# Solved: Motherboard E machine



## Bone Head (May 27, 2006)

Have a friend who had his MB fried .It is a older e machine , can you just replace the mother board ? the place where he bought it wants to send it out to be fixed , and charge him 100.00 Per 10 gig to put it on a new hard drive ..


----------



## etaf (Oct 2, 2003)

it may not be worth the effort 
if your changing the motherboard and the harddrive

what country are you in?

you can buy a resonable tower {white box - so from a computer fair - not a manufacturer } for around £250

harddrives depending on size will vary from £40 {80GB) upwards and a new motherboard for the E machine could be charge out anything from £50 then theres the charge to fit it all...

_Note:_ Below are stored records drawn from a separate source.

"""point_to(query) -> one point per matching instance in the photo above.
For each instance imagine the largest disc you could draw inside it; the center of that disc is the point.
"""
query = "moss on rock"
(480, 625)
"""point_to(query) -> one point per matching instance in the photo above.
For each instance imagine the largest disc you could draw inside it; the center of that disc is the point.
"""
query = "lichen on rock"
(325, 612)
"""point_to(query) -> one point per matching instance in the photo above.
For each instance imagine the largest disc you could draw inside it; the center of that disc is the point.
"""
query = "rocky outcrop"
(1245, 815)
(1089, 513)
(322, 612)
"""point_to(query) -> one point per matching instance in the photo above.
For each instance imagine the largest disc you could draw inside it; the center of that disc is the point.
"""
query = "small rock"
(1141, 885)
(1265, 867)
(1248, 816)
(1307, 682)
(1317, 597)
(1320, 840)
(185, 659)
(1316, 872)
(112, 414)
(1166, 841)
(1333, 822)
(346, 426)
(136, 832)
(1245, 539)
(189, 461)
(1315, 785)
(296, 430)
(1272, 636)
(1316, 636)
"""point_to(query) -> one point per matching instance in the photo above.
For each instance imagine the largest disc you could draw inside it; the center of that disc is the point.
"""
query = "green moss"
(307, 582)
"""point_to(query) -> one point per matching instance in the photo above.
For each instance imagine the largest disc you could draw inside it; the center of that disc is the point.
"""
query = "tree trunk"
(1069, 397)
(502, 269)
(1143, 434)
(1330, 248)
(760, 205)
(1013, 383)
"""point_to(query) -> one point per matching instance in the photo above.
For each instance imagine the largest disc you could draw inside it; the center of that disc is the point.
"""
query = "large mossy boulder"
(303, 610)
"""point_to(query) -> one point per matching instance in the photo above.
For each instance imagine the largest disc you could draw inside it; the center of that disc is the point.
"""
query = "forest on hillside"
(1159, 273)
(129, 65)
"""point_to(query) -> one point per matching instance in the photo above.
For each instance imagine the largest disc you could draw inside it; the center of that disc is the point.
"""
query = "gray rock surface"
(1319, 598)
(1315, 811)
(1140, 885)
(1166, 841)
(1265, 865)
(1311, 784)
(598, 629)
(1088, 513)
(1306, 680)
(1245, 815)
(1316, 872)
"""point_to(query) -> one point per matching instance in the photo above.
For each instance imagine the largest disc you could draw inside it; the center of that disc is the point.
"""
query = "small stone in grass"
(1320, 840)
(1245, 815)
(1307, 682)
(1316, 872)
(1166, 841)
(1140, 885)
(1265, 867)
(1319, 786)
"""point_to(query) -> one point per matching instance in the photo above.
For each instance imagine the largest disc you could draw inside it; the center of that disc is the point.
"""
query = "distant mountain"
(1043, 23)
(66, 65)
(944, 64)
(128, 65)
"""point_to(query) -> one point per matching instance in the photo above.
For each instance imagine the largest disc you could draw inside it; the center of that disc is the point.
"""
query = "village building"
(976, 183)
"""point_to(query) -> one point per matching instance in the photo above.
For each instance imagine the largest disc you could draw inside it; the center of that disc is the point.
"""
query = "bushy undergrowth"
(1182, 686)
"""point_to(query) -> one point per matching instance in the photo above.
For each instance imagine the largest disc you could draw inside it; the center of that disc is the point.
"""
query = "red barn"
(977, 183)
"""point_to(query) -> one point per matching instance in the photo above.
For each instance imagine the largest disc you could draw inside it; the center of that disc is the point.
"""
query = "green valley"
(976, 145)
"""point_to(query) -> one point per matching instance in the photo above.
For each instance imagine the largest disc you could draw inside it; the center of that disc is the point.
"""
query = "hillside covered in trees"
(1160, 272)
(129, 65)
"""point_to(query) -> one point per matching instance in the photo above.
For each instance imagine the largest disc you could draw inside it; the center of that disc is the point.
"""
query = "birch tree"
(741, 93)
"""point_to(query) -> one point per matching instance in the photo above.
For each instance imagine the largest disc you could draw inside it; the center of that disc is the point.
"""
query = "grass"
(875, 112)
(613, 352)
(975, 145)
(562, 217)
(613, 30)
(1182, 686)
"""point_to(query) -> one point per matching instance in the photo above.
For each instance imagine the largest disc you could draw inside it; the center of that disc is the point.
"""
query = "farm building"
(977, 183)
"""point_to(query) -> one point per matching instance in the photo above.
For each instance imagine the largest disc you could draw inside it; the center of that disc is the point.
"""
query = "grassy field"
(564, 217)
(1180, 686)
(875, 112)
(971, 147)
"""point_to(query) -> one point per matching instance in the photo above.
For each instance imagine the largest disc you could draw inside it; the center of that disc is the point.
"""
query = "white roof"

places to look online - in UK
dabs.com
overclockers.co.uk
microdirect.co.uk

or british computer fairs
http://www.britishcomputerfairs.com/

if you not in UK then ignore


----------



## Bone Head (May 27, 2006)

Thanks for the reply Etaf , We are here in the USA . If it was my computer i would throw it in the trash . it is still under warnity so all he is paying is the $100.00 per 10 gig to put it on a new hard drive . I diden't post the question right . Why would he need a new drive if the MB fried . They are scamming him on the transfer of data to the new drive if you ask me .


----------



## etaf (Oct 2, 2003)

yep sounds like it - but I guess it depends on what caused the motherboard to die and how it died .......

does he really have that much data worth $10 / gig


----------



## Bone Head (May 27, 2006)

Dont know , But i know the e machie is not worth $100.00 Thanks for the replys Etaf .
Does anyone know if you can put the drive from the e machine into a PC ?


----------



## VegasACF (May 27, 2005)

An eMachine computer _is_ a PC. So is a Dell, a Compaq, an HP, and a Mac. I'll assume you meant can you put an eMachine drive in another Windows machine. I don't see why not. Assuming the hard drive is of standard size (a likely assumption), you can use it in any computer you wish that has the same sort of connection (ATA, SATA, SCSI [not likely], etc.).

I'm just wondering why this thread is in the Macintosh forum.


----------



## Bone Head (May 27, 2006)

Thanks for the reply vegas .. what forum should i have posted in ?


----------



## VegasACF (May 27, 2005)

Bone Head said:


> Thanks for the reply vegas .. what forum should i have posted in ?


My best guess would be one having nothing to do with the Macintosh platform, since this question had nothing to do with the Macintosh platform, such as this. 

The Macintosh is a computer built by Apple that runs the Mac OS (and, of late, the Windows OS). I understand the confusion, given the similarities in name (that was intentional on eMachines' part--so much so that if I recall correctly Apple filed suit against them when their first computers too closely _resembled_ Apple's wares, name aside). Adding to the confusion, Apple released a Macintosh computer called an eMac, which was aimed at educational institutions.

And so it goes...


----------